7.9 A comprehensive summary
Sometimes it will be useful to summarize the density/histogram of several numerical variables and the correlation between them. Here is an example of how we can combine histograms/density plots, scatterplots, and information about correlation:
library(psych)##
## Attaching package: 'psych'## The following objects are masked from 'package:ggplot2':
##
## %+%, alphapairs.panels(iris[,-5])
Figure 7.10: Summary of the numerical variables in the iris dataset.
7.10 Further reading and references
This book is a must-read for anyone that aspires to be a professional data analyst: Tufte, E. R. (2001). The visual display of quantitative information (Vol. 2). Cheshire, CT: Graphics press.
To learn more about ggplot2, the go-to plotting library for R users, see: ggplot2: Elegant Graphics for Data Analysis (Use R!) 1st ed. 2009. Corr. 3rd printing 2010 Edition.
The go-to plotting library for Python users is Matplotlib.
A great starting point for understanding human perception of graphical representations: Cleveland, W. S., & McGill, R. (1984). Graphical perception: Theory, experimentation, and application to the development of graphical methods. Journal of the American statistical association, 79(387), 531-554.
7.11 Learning outcomes
Data science students should work towards obtaining the knowledge and the skills that enable them to:
- Reproduce the techniques demonstrated in this chapter using their language/tool of choice.

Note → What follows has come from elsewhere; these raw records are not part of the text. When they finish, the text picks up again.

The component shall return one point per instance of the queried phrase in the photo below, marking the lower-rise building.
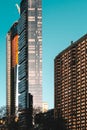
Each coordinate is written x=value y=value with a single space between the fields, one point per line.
x=70 y=78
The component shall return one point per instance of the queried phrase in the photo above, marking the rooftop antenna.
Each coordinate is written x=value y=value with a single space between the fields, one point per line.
x=18 y=8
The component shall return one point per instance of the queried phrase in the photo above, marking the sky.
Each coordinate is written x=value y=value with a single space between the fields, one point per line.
x=63 y=21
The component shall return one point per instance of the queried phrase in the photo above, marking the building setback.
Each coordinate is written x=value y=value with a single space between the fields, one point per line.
x=70 y=77
x=11 y=65
x=30 y=53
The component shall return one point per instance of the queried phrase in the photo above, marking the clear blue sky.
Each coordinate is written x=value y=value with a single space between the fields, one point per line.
x=63 y=21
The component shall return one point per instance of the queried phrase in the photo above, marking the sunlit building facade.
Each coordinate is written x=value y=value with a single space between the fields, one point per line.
x=11 y=66
x=71 y=85
x=30 y=52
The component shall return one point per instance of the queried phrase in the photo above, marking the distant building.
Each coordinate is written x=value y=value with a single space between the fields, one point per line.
x=44 y=107
x=11 y=65
x=25 y=115
x=70 y=78
x=45 y=121
x=30 y=52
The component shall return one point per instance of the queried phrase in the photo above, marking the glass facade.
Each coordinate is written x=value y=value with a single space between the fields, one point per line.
x=30 y=51
x=12 y=61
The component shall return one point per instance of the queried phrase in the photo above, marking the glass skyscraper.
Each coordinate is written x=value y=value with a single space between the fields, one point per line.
x=12 y=62
x=30 y=53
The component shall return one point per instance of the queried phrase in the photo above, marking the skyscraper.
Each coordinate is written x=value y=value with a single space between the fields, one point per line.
x=12 y=61
x=30 y=53
x=71 y=85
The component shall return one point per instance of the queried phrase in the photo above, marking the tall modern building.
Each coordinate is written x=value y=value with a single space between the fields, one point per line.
x=71 y=85
x=30 y=53
x=11 y=65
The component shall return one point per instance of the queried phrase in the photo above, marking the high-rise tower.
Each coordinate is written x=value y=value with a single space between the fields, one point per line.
x=12 y=61
x=30 y=53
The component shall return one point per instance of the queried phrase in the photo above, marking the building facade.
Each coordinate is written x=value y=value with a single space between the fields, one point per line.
x=70 y=79
x=11 y=65
x=30 y=53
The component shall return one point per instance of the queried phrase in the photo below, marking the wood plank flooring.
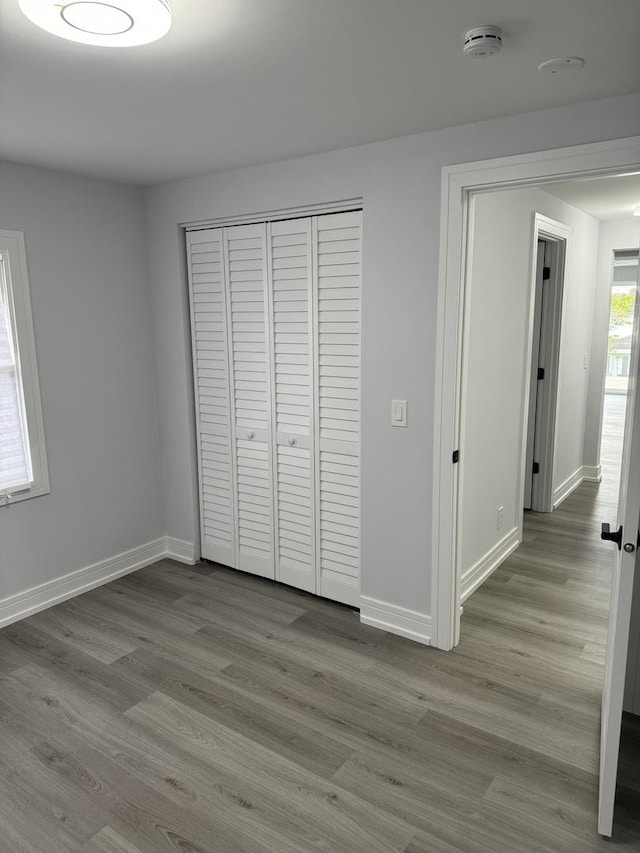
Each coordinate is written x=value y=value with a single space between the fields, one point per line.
x=204 y=711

- Produce visualizations that are aesthetic and without major techical flaws.
- Recognize when a type of summary is appropriate and when it is not.
- Apply data summarization techiques to obtain insights from data.
- Once introduced to the bootstrap and other estimation techniques, to be able to combine descriptive statistics with a quantification of uncertainty, such as confidence intervals.
7.12 Practice problems
- Read Chapter 1 of Tufte’s book (see Further reading).
- Gather 3-5 statistical plots from popular media and 3-5 statistical plots from scientific research papers. Comment on if and how each plot could be improved.
- Download the Football Manager Players dataset or use a similarly rich dataset with numerical, binary and categorical variables. With Python or R demonstrate the application and interpretation of results for each of the visualization techniques from this chapter.